Todd Rohrman smiled along with her. He always did. She was something special. You couldn't put your finger on it, but you knew she had a gift of, well, attractiveness. Everybody liked her. Men lusted after her, and women gravitated to her as if she were their best friend. People just wanted her.
She turned from her beautiful view of the beautiful ocean, looking directly into the camera with her beautiful blue-green eyes.
Rohrman thought, She's looking right into the minds of every man and woman who'll see this commercial. She's unbelievable.
His trousers buzzed.
Rohrman retreated on tiptoe through the snaking cables and equipment tables. He didn't answer the phone until he reached th
e pool deck, but the caller hadn't given up.
"Hello, Todd, this is Amelia. I have the president on the line. He would like to speak to the minister."
"It'll have to wait. They're right in the middle of the new commercial shoot," Rohrman said.
"He's calling from the United States, Todd," Amelia Powlik pressed.
"This island is the United States, Amelia."
"The mainland, I mean."
"He'll have to wait," Rohrman said patiently.
"He's meeting with federal officials in two minutes," Amelia insisted.
Rohrman didn't get excited. Sometimes people just didn't understand the pecking order around here. Even people who were a part of the pecking order. "I will not interrupt the minister of tourism in the middle of a shoot."
Amelia pursed her lips with displeasure-Rohrman didn't have to see her to know she was doing it. Below him they were doing another take of the same shot, this time with a reflector positioned to backlight that beautiful mass of dense hair. Nice, Rohrman thought approvingly. The auburn highlights glimmered in the added burst of backlighting, and the vision of loveliness in the bikini was even more radiant.
"This is the president," said a new voice on the phone.

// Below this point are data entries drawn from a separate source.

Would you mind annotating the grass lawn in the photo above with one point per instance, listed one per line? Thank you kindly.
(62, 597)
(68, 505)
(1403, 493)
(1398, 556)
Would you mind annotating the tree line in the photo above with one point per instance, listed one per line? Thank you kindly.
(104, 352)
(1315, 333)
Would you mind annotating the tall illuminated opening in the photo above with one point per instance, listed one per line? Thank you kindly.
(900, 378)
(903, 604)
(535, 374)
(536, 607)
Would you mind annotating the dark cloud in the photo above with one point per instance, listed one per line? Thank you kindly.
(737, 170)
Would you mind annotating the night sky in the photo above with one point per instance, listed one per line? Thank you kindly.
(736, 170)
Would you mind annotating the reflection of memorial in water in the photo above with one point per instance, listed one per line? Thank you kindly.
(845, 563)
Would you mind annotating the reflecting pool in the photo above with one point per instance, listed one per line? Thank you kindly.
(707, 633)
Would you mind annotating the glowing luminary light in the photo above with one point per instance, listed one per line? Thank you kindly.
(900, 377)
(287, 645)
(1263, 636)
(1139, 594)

"This is Todd Rohrman, Mr. President."
"Why am I not speaking to the minister of tourism?"
"As I explained to your secretary, Mr. President, there's a shoot today."
"Mr. Rohrman, I am the president of Union Island, and I want to speak to my minister of tourism. Now."
"Sorry, Mr. President. Not until the shoot is done."
There was a long, tired sigh. "Oh, all right."
"It will just be a few minutes-maybe ten," Rohrman added cheerfully. Then Todd got to do one of his favorite things in the whole world.
He put the president on hold.
THE DIRECTOR WATCHED in the monitors, which received video feeds from all the cameras. It was their eighth take of the afternoon, but the star of the commercial didn't show it. She gazed into the lead camera, and even the director felt as if she were looking directly at him. When she spoke it was both intimate and friendly.
"I am Union Island," she said with her delicious half smile. "Come to me."
She was perfect. She stirred you up when she talked like that.